Şahika Ercümen, Türkiye’s world-record-holding free-diving champion and U.N. “life below water advocate” embarked Sunday on dive in the country’s largest lake, Lake Van to raise awareness about the pollution in blue waters ahead of the World Environment Day.
Ercümen, Türkiye’s advocate of the United Nations Development Program (UNDP) program for the conservation of life in wetlands and the Zero Waste Project blue ambassador also observed the unique upstream journey of pearl mullets from the highly carbonated waters of the lake, into the freshwater of the stream.
The prominent diver in her interview with Anadolu Agency (AA) recalled her long-standing connection with Lake Van, whose beauties she used to promote through diving. It is also the place she broke the world diving record a decade ago.
Stating that she continuously visits Lake Van as part of water sports and environmental protection activities, Ercümen said: “Lake Van is the largest soda lake in the world. The locals call it the ‘Van sea.’ It is truly a vast sea, its depth is 400 meters (1,312.34 feet). Therefore, it holds numerous natural messages and wonders.”
With the support of the Ministry of Environment, Urbanization and Climate Change, Ercümen highlighted her role in contributing to scientific research during this World Environment Day, marked June 5.
‘Fight against pollution’
Emphasizing that the efforts of first lady Emine Erdoğan in the preparation of the Van Lake Basin Protection Action Plan and Implementation Program are very valuable, Ercümen said: “This plan is promising because while Lake Van is home to many endemic creatures, thousands of people live in its surrounding.
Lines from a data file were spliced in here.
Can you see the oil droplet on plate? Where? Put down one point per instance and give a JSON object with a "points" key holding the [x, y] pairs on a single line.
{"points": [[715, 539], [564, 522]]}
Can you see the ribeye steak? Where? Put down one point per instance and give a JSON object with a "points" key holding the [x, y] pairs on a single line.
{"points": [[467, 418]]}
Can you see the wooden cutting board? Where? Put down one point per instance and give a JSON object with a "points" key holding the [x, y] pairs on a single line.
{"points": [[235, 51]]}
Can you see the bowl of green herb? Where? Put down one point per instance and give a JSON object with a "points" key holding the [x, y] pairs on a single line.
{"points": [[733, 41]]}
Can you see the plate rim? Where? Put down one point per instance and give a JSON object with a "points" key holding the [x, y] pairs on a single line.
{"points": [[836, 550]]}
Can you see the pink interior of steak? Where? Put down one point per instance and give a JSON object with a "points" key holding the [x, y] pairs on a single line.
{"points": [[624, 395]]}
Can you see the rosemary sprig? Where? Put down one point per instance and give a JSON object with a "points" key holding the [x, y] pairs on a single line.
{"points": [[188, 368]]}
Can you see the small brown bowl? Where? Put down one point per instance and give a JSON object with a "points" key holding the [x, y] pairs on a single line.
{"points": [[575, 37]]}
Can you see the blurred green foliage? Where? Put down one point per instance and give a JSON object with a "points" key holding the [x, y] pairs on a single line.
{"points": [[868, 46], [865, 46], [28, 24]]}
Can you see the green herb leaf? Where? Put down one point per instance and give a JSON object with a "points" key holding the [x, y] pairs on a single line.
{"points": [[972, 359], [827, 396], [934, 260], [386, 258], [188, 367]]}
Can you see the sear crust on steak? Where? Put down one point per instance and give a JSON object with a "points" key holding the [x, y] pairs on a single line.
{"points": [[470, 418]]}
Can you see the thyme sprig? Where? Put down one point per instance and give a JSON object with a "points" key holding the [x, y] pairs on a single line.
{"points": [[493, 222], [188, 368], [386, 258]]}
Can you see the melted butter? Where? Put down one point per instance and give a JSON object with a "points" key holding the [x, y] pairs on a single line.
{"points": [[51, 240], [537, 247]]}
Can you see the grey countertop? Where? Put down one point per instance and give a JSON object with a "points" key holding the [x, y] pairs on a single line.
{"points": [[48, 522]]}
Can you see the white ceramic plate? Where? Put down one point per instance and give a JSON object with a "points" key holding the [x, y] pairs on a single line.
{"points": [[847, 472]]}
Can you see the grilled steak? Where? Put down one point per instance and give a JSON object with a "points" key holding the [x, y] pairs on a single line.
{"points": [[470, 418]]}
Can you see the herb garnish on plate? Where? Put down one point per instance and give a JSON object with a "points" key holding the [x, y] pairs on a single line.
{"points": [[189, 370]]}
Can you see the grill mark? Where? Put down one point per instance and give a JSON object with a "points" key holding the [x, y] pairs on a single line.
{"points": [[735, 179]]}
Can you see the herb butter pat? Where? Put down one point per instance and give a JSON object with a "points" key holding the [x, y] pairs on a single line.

The efforts made in the form of bottom cleaning, protection and antipollution efforts are very valuable.”
Lake Van has been registered as a “naturally protected, sustainable conservation and controlled area” since last year, which is seen as a significant move that will contribute to the better protection of the basin.
To prevent pollution draining into the lake encompassing an area of 3,713 square kilometers (1,434 square miles), and to keep it cleaner for future generations, the government and local organizations have rolled up their sleeves in recent years.
According to the statement by Van Municipality on Friday, the second and third stages of the project conducted for the bottom sludge removal between Van’s Yüzüncü Yıl Üniversitesi (YYU) and 15 July Park Port and between the Yaşar Kemal Park and Ipekyolu district are in the works, while the first stage of the project focusing on mud removal on the Tusba coast has been completed last year.
The Environmental Protection and Control Department led a coordinated effort to clean up 1 million cubic meters (mcm) of mud and bottom sediment.
This undertaking involved the utilization of 75 construction machines and a team of 80 personnel, AA reported.
Highlighting the pearl mullets as just one of the natural beauties worth seeing and protecting, Ercümen stressed that many water sources and lakes in Türkiye and worldwide stand at risk of extinction due to drought and increasing pollution.
“By protecting Lake Van, we will not allow this. I hope this conservation work will continue much more efficiently,” she said.
Stating that important cleaning works have been undertaken in the lake, although immediate results may not be apparent, Ercümen opined that these cleaning works are a very good starting point.
She also noted that a variety of pollutants has been thrown into the waters over the years and said that the cleansing process often reveals unexpected items.
Reflecting on her world record achievement in 2013, Ercümen recalls the existence of a diving school in the Lake Van area during those years.
Touching upon Lake Van’s unique and distinctive features she said that the marine deposits known as “Van Lake corals,” have been observed as well as the discovery of a new species of coral fish alongside these sediments.
“Furthermore, Lake Van is one of the highest-altitude lakes globally, making dives in this location valuable for professional diving training,” she concluded.